ESPERANDO A LOS BÁRBAROS

Por: Fernando Londoño Hoyos

Con el título de este escrito apareció en el año de 1.993 un excelente libro de Guy Sorman, uno de los más destacados escritores de Francia. Las profecías de Sorman se están cumpliendo ahora con aterradora puntualidad.

¿Pero que tienen estos bárbaros de ahora que no hayan tenido los que por siglos se lanzaron sobre Europa, con suerte tan dispar? La Historia de Europa es casi la Historia de sus invasiones. La de los Medas y los Persas que no se apoderaron del Continente porque se dieron cita en el tiempo Alcibíades y Arístides, Pausanias y Leónidas y Temístocles, y los atenienses indomables y los espartanos heroicos.

La de Hanibal, con sus elefantes capaces de cruzar los Alpes y poner en jaque a Roma, dueña de Europa, salvada por Escipión.

La de los árabes que se instalaron por siglos en España y que un día cruzaron los pirineos para estrellarse contra los colosales francos.

Y la de Atila, que llegó frente a Roma con sus hunos y la de los Vikingos  y  la de los eslavos  que trajo Stalin hasta las puertas de Berlín.

Y no serán para el olvido los turcos que estuvieron por siglos en las puertas de Europa y que solo fueron vencidos en Lepanto, “la más alta ocasión que conocieron los siglos y habrán de conocer los venideros”
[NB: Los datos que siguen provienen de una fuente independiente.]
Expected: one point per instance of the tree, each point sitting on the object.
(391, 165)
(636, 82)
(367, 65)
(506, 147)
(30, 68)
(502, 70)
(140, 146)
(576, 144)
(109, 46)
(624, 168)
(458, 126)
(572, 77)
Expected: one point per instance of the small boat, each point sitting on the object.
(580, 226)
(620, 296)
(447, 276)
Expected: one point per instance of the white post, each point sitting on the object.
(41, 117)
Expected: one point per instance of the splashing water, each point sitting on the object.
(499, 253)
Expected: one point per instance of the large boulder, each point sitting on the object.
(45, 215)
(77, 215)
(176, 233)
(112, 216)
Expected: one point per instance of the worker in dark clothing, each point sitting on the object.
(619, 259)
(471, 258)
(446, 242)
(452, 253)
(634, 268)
¿Qué de nuevo tiene, pues, esta invasión. Por qué son entonces tan temibles estos bárbaros?
Pues porque no declaran guerra, sino que suplican compasión. Pasan el mar en navíos inverosímiles y se adueñan de la tierra sin disparar una bala, sin herir a nadie en su camino.
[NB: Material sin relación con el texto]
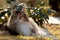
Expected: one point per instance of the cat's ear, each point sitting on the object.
(23, 10)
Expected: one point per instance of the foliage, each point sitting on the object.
(39, 14)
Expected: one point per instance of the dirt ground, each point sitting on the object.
(52, 28)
Y están en Europa como una forma de trágica reciprocidad a la presencia secular de los colonos europeos en su tierra. Son el reflujo de esa marea que muchos creyeron dejar atrás, con actas de independencia y protocolos constitucionales. Y allá están, recordando un pasado imborrable en la memoria de la humanidad. Y están, movidos por la más justa de las causas que es el terror, la desesperación, la falta total de condiciones de supervivencia. Y no piden mucho. Por ahora un metro de suelo donde reposar la cabeza y un plato de comida.

Los nuevos bárbaros se toman por asalto una civilización, en el sentido spengleriano de cultura marchita, sin posibilidades creadoras, sin ideales jóvenes, sin impulso vital. Una Europa satisfecha, casi ahíta de comodidades y derechos, que ni se toma el trabajo de procrear hijos. Europa padece el más terrible invierno demográfico y se ha convertido en una especie de ancianato sin horizonte, que ya no tiene quién lo mantenga. Mientras que los bárbaros traen por miles sus niños de tres años,  seguros de que muchos no morirán ahogados sobre una playa desierta.
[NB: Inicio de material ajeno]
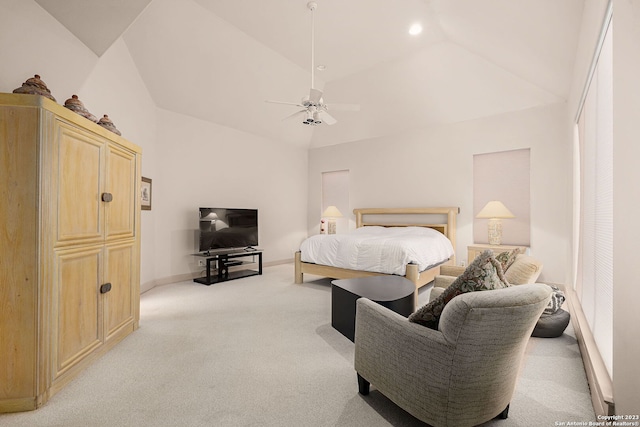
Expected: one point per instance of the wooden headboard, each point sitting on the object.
(448, 228)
Esta invasión es distinta, implacable, incontenible, precisamente porque no se anuncia con bombas ni se hace valer con ejércitos. Quienes la forman no tienen nada que perder y es más que parco su pliego petitorio. ¿Quién se atreve a doblegarla, a encadenarla, a mandarla de regreso a sus desiertos? Nadie. Por eso es incontenible e invencible.

Llegaron los bárbaros y se quedarán para siempre. Decimos mal. Que han llegado desde hace tiempos y nadie los notaba, de puro tímida y pausada que era su presencia. Pero ya son centenares de miles. Y pronto serán millones. Y no hay “paraguas nuclear” que valga. Muy pronto, la vieja Europa se trocará en una nueva y joven Europa. Solo que irreconocible para los mismos europeos.